Rencontre avec Félix Dufour-Laperrière (juin 2019)

Rencontre avec Félix Dufour-Laperrière (juin 2019)

A l’occasion de la présentation d’Archipel, le deuxième long métrage de Félix Dufour-Laperrière, au festival de Rotterdam, nous republions cette interview du réalisateur parue lors de la sortie de son film Ville Neuve.

C’est d’ores et déjà l’un des plus beaux films de l’année 2019 : Ville neuve de Félix Dufour-Laperrière est un premier long métrage d’animation qui mêle les enjeux intimes aux aspirations collectives pour parler de ces possibles qui sont à portée de main, et qui même s’ils n’adviendront peut-être jamais, changent nos vies et la manière dont on les perçoit.

Entièrement réalisé à l’encre et au lavis sur papier, en noir et blanc, ce qui représente environ 80 000 dessins, il impose sa singularité en empruntant ce que l’on aime tant au court métrage d’animation d’auteur : une liberté, une inventivité et une audace qui lui permettent de se jouer des codes traditionnels de la narration, et d’expérimenter des effets de mise en scène tantôt minimalistes, tantôt ultra-sophistiqués, comme un long plan-séquence dans les rues de Montréal.

De passage à Annecy, puis à Paris, pour accompagner la sortie du film, le réalisateur nous a parlé de la genèse du film, librement inspiré d’une nouvelle de Raymond Carver, ainsi que ses choix formels, mais aussi de la politique québécoise, et de ses projets à venir.

Ecran Noir : Le film est inspiré d’une nouvelle de Raymond Carver, La maison de Chef. Comment s’est passée cette adaptation ?

Félix Dufour-Laperrière : La nouvelle est très courte. Elle fait 4 pages et demi. C’est une très belle nouvelle, très délicate. Carver est assez elliptique et précis. Il y a peu de détails et de descriptions, peu d’ornementations, mais la plupart de ses nouvelles jonglent avec un grand fatalisme, assez mélancolique, mais aussi avec une posture d’espoir, de résistance. C’est une écriture ultra-sensible et très simple. Tout est raconté du point de vue du personnage féminin et dès le départ, quand l’homme l’invite, elle sait que ça ne fonctionnera pas.

C’est d’ailleurs ce qui est assez beau à mon sens. Elle est très lucide, mais elle y va quand même, car elle veut vivre l’expérience, malgré tout. Je trouve que c’est très émouvant. La nouvelle finit mal, mais comme c’est elle qui raconte, quand c’est fini, ce n’est pas une surprise pour elle. Elle est prête. J’ai récupéré cette force-là, une posture de résistance, de lucidité du personnage féminin. Chez l’homme, il y a une tentation pour le fatalisme, un certain nihilisme, mais aussi une colère, une énergie destructrice, assez sombre, mais une énergie tout de même. J’ai récupéré uniquement le contexte, et une réplique.

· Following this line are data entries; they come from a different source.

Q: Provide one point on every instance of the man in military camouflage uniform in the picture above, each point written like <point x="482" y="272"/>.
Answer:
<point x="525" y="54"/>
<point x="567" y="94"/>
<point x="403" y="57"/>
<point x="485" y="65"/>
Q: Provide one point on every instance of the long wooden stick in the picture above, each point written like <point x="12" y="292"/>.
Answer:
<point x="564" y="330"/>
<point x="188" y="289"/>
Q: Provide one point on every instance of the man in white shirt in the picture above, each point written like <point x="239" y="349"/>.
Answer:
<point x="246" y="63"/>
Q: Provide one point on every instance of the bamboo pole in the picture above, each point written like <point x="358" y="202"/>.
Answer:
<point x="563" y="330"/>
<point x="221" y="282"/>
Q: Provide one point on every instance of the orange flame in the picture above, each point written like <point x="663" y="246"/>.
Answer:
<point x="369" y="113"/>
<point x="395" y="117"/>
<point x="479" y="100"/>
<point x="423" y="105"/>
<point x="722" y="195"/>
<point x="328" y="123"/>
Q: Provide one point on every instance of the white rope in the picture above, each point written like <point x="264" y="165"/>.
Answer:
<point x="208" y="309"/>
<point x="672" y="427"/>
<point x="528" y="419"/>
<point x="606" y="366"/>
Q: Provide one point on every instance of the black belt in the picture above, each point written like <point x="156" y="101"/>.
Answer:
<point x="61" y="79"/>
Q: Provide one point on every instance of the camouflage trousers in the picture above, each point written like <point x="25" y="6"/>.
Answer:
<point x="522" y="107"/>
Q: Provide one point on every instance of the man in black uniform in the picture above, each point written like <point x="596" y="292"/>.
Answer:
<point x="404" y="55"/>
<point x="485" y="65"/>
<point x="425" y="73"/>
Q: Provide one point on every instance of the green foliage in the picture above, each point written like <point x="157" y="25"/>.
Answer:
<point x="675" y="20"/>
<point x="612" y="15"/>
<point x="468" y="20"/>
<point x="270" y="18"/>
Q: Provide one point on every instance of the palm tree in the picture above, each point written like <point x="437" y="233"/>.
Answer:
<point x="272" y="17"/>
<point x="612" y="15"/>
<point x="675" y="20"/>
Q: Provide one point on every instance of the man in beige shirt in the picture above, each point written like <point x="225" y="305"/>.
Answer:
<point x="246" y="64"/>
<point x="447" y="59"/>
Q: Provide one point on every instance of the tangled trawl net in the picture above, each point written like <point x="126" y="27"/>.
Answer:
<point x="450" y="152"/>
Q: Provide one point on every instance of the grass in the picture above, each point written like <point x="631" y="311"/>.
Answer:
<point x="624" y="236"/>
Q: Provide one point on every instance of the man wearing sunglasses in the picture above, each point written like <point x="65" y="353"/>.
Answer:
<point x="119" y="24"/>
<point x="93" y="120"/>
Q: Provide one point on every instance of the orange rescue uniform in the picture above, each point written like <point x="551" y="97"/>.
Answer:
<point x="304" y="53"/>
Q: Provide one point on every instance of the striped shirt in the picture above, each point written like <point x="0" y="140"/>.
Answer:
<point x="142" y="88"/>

Le scénario s’est construit en écrivant d’abord les trois longs monologues de chacun des trois personnages, qui à la fois les distinguent et les lient. C’est comme si dans l’espace de la parole, ils se retrouvaient et parlaient un peu de la même chose. Ils se répondent par paroles interposées. C’est pour ça que la parole amène une certaine abstraction. On n’est plus dans le réel, on est dans un espace où les paroles se font valoir, et où les personnages se rejoignent.

« Les récitatifs, c’est le plaisir »

EN : Écrire de longs monologues comme ça, pour le cinéma, c’est…

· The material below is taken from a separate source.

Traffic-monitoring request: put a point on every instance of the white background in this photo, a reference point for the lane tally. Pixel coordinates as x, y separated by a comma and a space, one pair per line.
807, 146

FDL : … C’est super agréable ! Moi c’est ce que je trouve le plus facile. Le plus difficile, au niveau de l’écriture, c’est de maintenir la tension narrative. C’est peut-être une des faiblesses de Ville neuve, d’ailleurs. Je ne suis pas attiré par le récit, au départ, mais plutôt par la mise en présence. Prendre des forces, des idées, des affects, et les mettre en présence avec d’autres, moi ça me satisfait. J’aime le cinéma de Chris Marker pour ça : on n’est pas dans une continuité narrative. On chemine. Il y a une déambulation, les choses se juxtaposent. Je suis très ému devant le cinéma de Marker, même s’il n’y a pas de thèse stricte, pas de linéarité, si ce n’est pas un régime d’exactitude non plus. C’est ce que j’essaye à mon humble manière de faire.

Donc pour moi, les récitatifs, c’est le plaisir. Evidemment, c’est assez difficile à mettre en scène : il y a une artificialité dans la parole, une durée. C’est un peu étrange aussi la manière dont on reçoit la langue.

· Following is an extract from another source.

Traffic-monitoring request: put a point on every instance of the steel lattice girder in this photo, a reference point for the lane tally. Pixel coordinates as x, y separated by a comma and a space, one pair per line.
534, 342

Mon prochain film est aussi très dialogué, très bavard. Mais il n’y a presque pas de représentation du réel. On est vraiment dans un espace abstrait, un peu durassien. Il y a des paroles, et parfois des images surgissent. Parfois la parole appelle l’image, parfois elle la repousse. Le suivant sera plus muet. Je suis en train de finir le scénario. C’est une fable assez dure sur la violence politique qui s’appelle La Mort n’existe pas. C’est un mélange entre Les Justes d’Albert Camus et Alice au pays des merveilles, disons. La parole circonscrit le récit, au début et à la fin, mais au milieu il n’y en a pas.

EN : Comment avez-vous travaillé l’esthétique du film : le choix du noir et blanc, l’aspect minimaliste, le recours à l’abstraction…

FDL : Le noir et blanc est venu assez vite car j’avais envie de dessiner sur papier. Dans l’économie qui était la nôtre, je me voyais mal établir une mise en couleurs très complexe sur papier. Je savais aussi que je voulais faire beaucoup de surimpressions, de transparences, et le noir et blanc réagit assez bien. Je suis donc parti sur l’idée d’encre et de lavis. J’ai fait beaucoup de tests, j’ai envisagé plusieurs techniques, même de la rotoscopie !

En fait, j’ai une tension avec l’animation. J’adore l’animation, mais c’est aussi un peu pénible : on est toujours en train de retenir son geste, de contrôler, de restreindre. On ne dessine jamais librement. Ça m’ennuie, ça ! J’essaye toujours de trouver des façons de libérer un peu le geste. Par exemple, je n’ai pas fait de feuille de personnages pour Ville neuve, mais j’ai pris un an et demi pour faire tous les dessins du film. Cela représente entre un et dix dessins par plan. Comme ça, le film était posé. C’était un outil de production, mais aussi, de cette manière, toute l’iconographie du film était faite. Ensuite on est rentré en production. On a intégré les membres de l’équipe un par un, tous les quinze jours. Pendant la production, j’ai fait les décors, et on a navigué comme ça. Une certaine épure dans le graphisme vient du fait que j’aime bien quand on me rappelle l’artifice de l’animation. Que c’est un dessin sur une page. Quand on vide le cadre, à la fois on donne de l’importance à la figure qui est isolée, mais aussi on l’établit un peu comme symbole. Ca rejoue l’artifice de l’animation. C’est un dessin qu’on voit, on n’est pas dans l’illusion de la réalité.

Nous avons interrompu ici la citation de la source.